With UAP enabled, when a user with a validated domain logs in, they are automatically added to the account user-list. It may be helpful to think of this as “Just In Time” provisioning by domain.
Enabling UAP will ensure that users with company domains abide by the same security and account settings. You can setup multiple domains if needed.
Automatically Add Users to an Enterprise Account with User Auto Provisioning
User Auto Provisioning (UAP) automates the process of adding users to an Enterprise account in Smartsheet. Rather than manually inviting users through the User Management screen, enable this feature to automatically add users to your account if they sign up for, or on their next sign in to Smartsheet with an email address owned by your organization. You can choose to automatically add users to the account as licensed or non-licensed, depending on the access you'd like to provide.
TIP: Users automatically added to the account via User Auto Provisioning can still be managed from the User Management screen. Any System Admin on an Enterprise account can enable User Auto Provisioning within Smartsheet.
Completing the process will require you to add records to your Domain Name System (DNS), so you may need to loop in an internal technical resource for assistance.
Part 1: Add and Activate Domains
- Select your Profile icon (upper-right corner) > Account Admin.
- Select Security Controls on the left menu.
- In the Account Admin window, select Edit next to Domains (for User Auto Provisioning, Web Content Widget).
The Domains Validation form appears.
- Select Add Domain. Initially, this is the only option available on this screen as a validated, activated domain is required to enable the functionality.
- In the Add Domain field, type an email address domain owned by your organization (e.g. smartsheet.com).
- Select Save.
The form updates to Edit Domain, and shows the Domain Status as Not Validated.
- For security reasons, you must confirm that you control the domain in question. Smartsheet will generate a record for you to add to your organization's DNS. You may need to work with your IT group to accomplish this.
- Select Validate after adding the record. Smartsheet will perform a DNS lookup to verify that the record exists in your domain. The validation may fail if there is a delay in DNS propagation. If that happens, please attempt domain validation again later.
- If successful, this confirms your ownership of the domain and your authority to manage users who use it in their Smartsheet email address. The status will change from Not Validated to Inactive.
NOTE: The DNS record must always be present for auto provisioning to occur.
- Select Activate to confirm auto provisioning for the domain and then close the window.

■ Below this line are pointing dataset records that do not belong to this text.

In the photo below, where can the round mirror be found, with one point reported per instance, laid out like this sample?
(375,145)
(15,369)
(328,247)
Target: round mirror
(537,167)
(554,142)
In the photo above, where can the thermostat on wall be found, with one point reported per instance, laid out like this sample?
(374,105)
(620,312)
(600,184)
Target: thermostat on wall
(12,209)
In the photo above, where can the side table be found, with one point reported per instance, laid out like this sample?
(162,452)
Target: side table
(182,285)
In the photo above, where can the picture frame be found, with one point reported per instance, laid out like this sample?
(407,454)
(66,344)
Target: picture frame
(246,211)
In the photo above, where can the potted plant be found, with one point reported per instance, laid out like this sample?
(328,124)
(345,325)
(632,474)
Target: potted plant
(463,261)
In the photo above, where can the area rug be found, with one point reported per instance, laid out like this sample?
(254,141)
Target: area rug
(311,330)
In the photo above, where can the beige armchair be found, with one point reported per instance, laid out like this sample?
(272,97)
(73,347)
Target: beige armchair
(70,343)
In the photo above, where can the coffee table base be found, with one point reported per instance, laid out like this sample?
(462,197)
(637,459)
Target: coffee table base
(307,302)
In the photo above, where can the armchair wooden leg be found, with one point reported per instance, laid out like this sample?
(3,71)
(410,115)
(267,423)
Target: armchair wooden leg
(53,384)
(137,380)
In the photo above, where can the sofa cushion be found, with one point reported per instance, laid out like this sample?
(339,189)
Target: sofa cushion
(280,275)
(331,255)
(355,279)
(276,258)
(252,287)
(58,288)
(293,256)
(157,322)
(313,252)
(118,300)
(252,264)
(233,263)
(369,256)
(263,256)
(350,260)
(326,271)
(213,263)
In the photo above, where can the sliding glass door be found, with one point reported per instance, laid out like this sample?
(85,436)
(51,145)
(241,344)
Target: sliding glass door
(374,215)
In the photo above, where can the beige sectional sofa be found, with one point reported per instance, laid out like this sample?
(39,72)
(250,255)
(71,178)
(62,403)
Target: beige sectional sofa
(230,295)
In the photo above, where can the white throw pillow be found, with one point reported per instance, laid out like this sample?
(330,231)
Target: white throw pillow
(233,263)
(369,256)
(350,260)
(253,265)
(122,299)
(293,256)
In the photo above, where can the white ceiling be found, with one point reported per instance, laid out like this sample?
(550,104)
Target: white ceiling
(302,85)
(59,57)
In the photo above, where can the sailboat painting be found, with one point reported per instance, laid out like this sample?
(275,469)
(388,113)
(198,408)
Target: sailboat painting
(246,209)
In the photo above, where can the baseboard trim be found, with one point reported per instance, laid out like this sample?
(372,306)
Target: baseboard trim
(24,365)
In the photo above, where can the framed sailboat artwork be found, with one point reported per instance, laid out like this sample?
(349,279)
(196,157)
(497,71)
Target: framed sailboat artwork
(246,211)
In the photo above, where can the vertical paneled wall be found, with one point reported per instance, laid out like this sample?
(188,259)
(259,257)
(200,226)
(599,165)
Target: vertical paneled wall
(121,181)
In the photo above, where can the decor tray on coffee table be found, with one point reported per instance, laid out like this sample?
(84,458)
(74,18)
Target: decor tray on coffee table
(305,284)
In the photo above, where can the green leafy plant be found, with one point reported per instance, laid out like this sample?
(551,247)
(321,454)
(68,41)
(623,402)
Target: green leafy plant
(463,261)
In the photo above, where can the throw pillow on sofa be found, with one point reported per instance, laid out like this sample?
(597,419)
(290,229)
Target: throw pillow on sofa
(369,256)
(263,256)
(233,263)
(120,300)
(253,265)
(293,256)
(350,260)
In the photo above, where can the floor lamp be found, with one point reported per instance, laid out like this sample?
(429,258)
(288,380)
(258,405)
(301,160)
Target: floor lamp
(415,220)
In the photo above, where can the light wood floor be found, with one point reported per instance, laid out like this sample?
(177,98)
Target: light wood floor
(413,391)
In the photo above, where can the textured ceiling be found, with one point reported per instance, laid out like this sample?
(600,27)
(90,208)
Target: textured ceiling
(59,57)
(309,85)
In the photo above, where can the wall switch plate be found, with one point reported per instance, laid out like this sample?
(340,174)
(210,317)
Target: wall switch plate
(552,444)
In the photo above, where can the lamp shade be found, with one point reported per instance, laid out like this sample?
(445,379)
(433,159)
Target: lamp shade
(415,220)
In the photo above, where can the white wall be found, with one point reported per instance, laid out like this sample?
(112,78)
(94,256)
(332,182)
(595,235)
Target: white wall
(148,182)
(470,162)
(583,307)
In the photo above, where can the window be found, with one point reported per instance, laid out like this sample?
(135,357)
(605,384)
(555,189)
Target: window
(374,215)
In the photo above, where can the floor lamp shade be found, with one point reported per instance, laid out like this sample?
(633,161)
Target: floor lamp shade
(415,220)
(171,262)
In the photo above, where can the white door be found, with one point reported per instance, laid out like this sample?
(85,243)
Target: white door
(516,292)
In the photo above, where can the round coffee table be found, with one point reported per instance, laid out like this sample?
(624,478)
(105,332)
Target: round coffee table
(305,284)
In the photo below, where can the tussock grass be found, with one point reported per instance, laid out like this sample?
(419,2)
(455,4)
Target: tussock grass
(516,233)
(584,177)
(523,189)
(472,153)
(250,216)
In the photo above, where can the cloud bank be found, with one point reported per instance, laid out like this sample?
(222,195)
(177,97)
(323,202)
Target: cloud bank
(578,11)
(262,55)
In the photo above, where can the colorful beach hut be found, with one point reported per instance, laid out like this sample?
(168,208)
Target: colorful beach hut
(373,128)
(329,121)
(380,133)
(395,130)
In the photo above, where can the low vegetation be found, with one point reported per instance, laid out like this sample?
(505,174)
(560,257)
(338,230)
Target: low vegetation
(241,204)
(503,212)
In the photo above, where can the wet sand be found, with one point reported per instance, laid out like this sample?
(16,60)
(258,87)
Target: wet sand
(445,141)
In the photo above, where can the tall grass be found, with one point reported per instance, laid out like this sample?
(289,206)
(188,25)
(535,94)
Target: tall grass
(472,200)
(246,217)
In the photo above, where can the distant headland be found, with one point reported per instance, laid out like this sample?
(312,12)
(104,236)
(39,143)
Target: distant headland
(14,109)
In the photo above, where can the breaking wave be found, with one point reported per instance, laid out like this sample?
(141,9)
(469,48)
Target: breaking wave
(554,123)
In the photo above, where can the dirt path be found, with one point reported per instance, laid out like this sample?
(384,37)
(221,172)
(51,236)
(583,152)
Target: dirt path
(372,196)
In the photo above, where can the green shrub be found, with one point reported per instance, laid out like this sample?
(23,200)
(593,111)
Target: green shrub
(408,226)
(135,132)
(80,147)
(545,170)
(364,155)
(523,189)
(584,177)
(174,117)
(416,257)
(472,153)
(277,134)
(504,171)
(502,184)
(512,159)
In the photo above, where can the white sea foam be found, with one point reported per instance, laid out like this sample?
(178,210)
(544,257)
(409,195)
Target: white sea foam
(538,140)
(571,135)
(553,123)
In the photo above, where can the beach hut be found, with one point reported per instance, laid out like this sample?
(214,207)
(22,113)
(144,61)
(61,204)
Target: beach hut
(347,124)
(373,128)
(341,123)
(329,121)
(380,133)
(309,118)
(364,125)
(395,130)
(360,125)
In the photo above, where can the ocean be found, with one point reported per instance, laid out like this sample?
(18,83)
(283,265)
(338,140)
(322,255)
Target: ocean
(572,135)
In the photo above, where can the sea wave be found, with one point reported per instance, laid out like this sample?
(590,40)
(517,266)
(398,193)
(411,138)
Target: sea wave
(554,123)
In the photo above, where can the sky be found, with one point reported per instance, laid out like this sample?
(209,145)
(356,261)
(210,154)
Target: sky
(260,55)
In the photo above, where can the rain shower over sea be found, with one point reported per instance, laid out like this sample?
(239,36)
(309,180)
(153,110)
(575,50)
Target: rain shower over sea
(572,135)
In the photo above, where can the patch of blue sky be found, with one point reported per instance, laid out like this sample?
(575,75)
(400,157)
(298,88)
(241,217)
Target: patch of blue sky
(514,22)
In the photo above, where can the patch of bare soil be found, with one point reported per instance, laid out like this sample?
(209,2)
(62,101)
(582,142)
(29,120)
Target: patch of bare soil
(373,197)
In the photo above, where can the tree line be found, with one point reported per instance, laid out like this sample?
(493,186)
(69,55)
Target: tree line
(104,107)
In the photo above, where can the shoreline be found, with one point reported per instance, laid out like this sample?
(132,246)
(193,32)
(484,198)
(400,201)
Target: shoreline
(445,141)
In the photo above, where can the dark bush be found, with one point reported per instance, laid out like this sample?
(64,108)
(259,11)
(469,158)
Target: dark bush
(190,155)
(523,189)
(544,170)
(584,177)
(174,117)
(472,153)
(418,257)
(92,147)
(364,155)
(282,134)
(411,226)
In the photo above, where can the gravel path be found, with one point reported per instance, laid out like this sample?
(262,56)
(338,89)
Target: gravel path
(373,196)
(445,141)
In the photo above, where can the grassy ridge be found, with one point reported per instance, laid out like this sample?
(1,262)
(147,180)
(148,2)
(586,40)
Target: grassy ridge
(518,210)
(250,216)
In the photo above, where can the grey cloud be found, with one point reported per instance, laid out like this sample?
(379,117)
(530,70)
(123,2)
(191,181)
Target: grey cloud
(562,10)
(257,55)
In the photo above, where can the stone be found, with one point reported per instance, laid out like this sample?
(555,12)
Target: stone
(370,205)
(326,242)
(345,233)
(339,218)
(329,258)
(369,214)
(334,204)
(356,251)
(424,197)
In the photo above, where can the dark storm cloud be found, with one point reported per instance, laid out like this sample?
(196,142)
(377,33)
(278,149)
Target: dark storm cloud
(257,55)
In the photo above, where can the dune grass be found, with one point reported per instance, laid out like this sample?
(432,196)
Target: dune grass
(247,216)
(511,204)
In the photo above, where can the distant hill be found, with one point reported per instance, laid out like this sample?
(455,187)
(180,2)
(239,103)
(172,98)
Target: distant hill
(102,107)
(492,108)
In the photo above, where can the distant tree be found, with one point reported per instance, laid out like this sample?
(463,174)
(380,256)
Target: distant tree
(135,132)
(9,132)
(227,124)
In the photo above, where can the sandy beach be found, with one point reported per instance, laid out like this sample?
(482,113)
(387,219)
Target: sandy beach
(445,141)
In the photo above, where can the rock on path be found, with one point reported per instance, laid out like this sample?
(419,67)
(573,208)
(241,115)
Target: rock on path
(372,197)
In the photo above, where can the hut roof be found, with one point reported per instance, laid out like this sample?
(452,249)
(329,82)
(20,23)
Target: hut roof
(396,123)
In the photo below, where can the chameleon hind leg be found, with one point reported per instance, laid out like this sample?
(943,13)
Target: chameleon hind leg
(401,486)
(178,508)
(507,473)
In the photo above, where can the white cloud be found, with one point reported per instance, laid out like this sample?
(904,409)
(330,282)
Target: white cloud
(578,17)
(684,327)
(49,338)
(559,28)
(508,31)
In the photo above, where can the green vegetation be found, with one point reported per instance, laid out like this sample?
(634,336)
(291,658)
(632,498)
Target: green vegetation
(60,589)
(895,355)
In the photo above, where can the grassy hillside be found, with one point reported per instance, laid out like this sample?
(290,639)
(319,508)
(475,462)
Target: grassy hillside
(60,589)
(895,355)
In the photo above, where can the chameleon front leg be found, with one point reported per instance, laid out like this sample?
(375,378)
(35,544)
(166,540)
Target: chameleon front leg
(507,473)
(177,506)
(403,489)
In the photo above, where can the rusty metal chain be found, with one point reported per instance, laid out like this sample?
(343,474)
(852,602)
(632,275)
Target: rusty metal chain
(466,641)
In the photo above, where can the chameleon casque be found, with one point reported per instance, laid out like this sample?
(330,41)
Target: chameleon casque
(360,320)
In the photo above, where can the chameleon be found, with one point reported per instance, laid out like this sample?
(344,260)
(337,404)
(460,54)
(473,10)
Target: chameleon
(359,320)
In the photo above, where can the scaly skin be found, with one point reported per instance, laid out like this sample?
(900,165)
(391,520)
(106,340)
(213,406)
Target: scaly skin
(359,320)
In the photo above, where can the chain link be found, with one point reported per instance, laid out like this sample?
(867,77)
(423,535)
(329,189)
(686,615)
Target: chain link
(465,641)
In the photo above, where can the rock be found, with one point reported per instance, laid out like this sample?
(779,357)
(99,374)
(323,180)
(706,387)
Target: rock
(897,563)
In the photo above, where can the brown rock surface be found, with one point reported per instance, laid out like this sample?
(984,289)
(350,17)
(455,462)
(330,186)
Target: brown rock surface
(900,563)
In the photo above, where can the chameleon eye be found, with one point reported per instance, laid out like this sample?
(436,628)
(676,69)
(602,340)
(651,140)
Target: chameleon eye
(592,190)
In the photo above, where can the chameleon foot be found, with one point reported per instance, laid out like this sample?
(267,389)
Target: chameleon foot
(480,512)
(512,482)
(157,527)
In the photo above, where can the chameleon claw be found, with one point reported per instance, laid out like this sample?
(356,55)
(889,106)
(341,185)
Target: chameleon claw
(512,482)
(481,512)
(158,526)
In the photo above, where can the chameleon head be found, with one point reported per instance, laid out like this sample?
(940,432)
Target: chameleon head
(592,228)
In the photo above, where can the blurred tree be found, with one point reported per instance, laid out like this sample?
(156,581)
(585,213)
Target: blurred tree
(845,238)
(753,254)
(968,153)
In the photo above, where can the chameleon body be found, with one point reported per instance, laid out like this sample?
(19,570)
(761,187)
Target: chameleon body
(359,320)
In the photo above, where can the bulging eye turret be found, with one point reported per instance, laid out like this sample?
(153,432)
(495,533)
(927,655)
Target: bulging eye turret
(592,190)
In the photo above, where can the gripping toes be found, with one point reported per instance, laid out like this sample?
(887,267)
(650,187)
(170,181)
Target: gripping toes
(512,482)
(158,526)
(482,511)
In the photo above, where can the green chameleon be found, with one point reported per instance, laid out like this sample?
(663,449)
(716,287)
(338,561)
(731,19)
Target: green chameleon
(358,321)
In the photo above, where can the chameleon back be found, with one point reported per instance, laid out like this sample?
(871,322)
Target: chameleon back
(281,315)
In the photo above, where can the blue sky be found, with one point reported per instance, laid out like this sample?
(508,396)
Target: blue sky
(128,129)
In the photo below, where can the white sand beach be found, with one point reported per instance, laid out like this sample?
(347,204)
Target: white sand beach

A domain can't be deactivated or deleted if User Auto Provisioning is enabled and no other domain has been activated. Turn User Auto Provisioning to Not Enabled, or activate additional domains, to deactivate or delete the existing domain.
Part 2: Enable Auto Provisioning for Activated Domains
- From the User Auto Provisioning form, choose from the available options.
- Add them as LICENSED USERS: any new user who signs up for Smartsheet using an email address with the validated domain is automatically added to your Enterprise account as a licensed user. This doesn't impact any existing users.
- Add them as NON-LICENSED USERS: any new user who signs up for Smartsheet using an email address with the validated domain is automatically added to your Enterprise account as a non-licensed user. This doesn't impact any existing users.
NOTE: If you don't have the ability to change the way users are provisioned after setting up user auto-provisioning, contact your Smartsheet account manager.
- Select Save after selecting an option.
A confirmation message will appear:
- Select Continue to finalize User Auto Provisioning and be redirected to the User Auto Provisioning form.
- Select Add Domain at any time to validate and activate auto provisioning on additional domains owned by your organization.
NOTE: There's no limit to the number of domains you can add.
- Select Edit on a domain at any time to open the Edit Domain form. From here, you can review information about the domain, or select Deactivate and Delete Domain.
If a user appears in your user list whose email address domain does not match the domains you've configured for User Auto Provisioning, then it's possible that the user exists in your SSO identity provider or was invited by another System Admin. This can occur if the user enters an email address matching your UAP domain on the Smartsheet login page, then a different email address is used after the user is redirected to the identity provider login page.